我的数据帧如下所示:
testId wordNumber_no difficulty containsPhoto complicatedWords Verdict
0 t1 140 NaN 0 7.653800e+06 Easy
1 t2 300 NaN 1 7.645800e+06 Hard
2 t3 394 7.653800e+06 0 NaN Hard
...
为了预测Verdict
,我很容易使用XGBoost,而且效果很好。
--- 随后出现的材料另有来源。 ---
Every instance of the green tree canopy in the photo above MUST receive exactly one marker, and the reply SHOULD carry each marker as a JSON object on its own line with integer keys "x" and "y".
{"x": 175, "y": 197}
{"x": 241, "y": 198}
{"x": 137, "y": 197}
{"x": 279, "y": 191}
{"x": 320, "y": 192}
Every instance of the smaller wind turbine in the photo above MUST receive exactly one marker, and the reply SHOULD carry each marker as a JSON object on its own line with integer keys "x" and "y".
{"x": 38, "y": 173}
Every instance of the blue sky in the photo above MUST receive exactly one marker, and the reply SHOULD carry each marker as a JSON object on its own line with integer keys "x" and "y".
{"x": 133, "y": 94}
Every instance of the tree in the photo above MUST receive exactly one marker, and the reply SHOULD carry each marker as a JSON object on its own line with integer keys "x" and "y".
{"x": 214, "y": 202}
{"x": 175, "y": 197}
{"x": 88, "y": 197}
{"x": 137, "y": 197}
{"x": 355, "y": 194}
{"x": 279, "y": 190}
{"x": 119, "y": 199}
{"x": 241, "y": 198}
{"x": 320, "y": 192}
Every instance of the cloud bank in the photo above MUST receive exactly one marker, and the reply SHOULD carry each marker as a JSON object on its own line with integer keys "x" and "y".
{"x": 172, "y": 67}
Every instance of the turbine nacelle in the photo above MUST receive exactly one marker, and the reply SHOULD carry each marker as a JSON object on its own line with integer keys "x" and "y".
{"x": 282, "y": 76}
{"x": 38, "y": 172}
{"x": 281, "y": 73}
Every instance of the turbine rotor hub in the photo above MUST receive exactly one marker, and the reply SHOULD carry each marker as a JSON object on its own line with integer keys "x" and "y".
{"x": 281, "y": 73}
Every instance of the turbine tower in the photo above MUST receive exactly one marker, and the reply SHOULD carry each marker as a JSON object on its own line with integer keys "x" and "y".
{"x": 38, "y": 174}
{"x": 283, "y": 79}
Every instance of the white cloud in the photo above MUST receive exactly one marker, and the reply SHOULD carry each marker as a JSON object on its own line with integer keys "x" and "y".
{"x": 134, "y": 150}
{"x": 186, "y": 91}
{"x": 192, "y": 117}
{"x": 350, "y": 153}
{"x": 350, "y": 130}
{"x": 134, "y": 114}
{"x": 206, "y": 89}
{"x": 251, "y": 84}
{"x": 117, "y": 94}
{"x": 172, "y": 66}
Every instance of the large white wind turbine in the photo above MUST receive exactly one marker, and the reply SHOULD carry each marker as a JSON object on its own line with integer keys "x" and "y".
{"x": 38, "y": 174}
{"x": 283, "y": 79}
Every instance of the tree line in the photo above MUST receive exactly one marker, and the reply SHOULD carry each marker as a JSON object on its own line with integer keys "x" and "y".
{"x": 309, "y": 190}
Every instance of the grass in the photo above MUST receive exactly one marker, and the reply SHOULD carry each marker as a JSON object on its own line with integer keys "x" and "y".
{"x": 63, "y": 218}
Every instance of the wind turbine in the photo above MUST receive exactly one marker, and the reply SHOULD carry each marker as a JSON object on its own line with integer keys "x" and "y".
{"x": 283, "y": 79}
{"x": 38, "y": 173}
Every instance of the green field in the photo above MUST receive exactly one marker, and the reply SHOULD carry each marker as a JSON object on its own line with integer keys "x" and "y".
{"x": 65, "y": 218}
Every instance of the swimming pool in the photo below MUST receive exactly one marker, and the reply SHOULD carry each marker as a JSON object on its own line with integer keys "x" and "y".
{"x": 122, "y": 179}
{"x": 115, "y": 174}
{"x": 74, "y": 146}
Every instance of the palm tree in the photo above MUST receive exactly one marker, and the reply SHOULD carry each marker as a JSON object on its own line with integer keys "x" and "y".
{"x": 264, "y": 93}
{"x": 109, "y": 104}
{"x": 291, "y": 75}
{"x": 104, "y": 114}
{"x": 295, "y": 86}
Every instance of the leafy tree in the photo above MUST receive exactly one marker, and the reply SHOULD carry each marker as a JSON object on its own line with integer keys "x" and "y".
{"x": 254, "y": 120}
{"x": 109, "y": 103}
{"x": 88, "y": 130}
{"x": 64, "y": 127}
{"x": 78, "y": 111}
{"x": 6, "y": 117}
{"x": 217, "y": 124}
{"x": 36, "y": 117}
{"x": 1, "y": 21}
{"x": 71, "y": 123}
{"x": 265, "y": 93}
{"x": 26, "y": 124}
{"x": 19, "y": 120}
我也想试试AdaBoost。
import pandas as pd
from sklearn import model_selection
from sklearn.ensemble import AdaBoostClassifier
from sklearn.model_selection import train_test_split
from sklearn import metrics
cols_to_drop = ['testId']
df.drop(cols_to_drop, axis=1, inplace=True)
X = df.drop('Verdict', axis=1)
y = df['Verdict']
X_train, X_test, y_train, y_test = train_test_split(X, y, test_size=0.20, random_state=5) #not sure if random_state is needed, it fails both with and without it
abc = AdaBoostClassifier(n_estimators=50, learning_rate=1)
model = abc.fit(X_train, y_train)
y_pred = model.predict(X_test)
但当拟合模型时,我得到了ValueError: Input contains NaN, infinity or a value too large for dtype('float64')
。
我做了什么:
由于df.isnull().any()
返回Trues,所以我执行了df = df.fillna(method='ffill')
,但错误仍然存在。然后我尝试了df = df.fillna(lambda x: x.median())
,但由于lambda函数,我得到了TypeError: float() argument must be a string or a number, not 'function'
。对此有什么变通办法吗?
-
您可以删除所有包含NaN 的行
df.dropna()
-
用列平均值替换NaN。将其用于所有列
df[col].fillna(df[col].mean())
确保首先从初始数据集中删除所有NaN,然后从中制作训练和测试样本。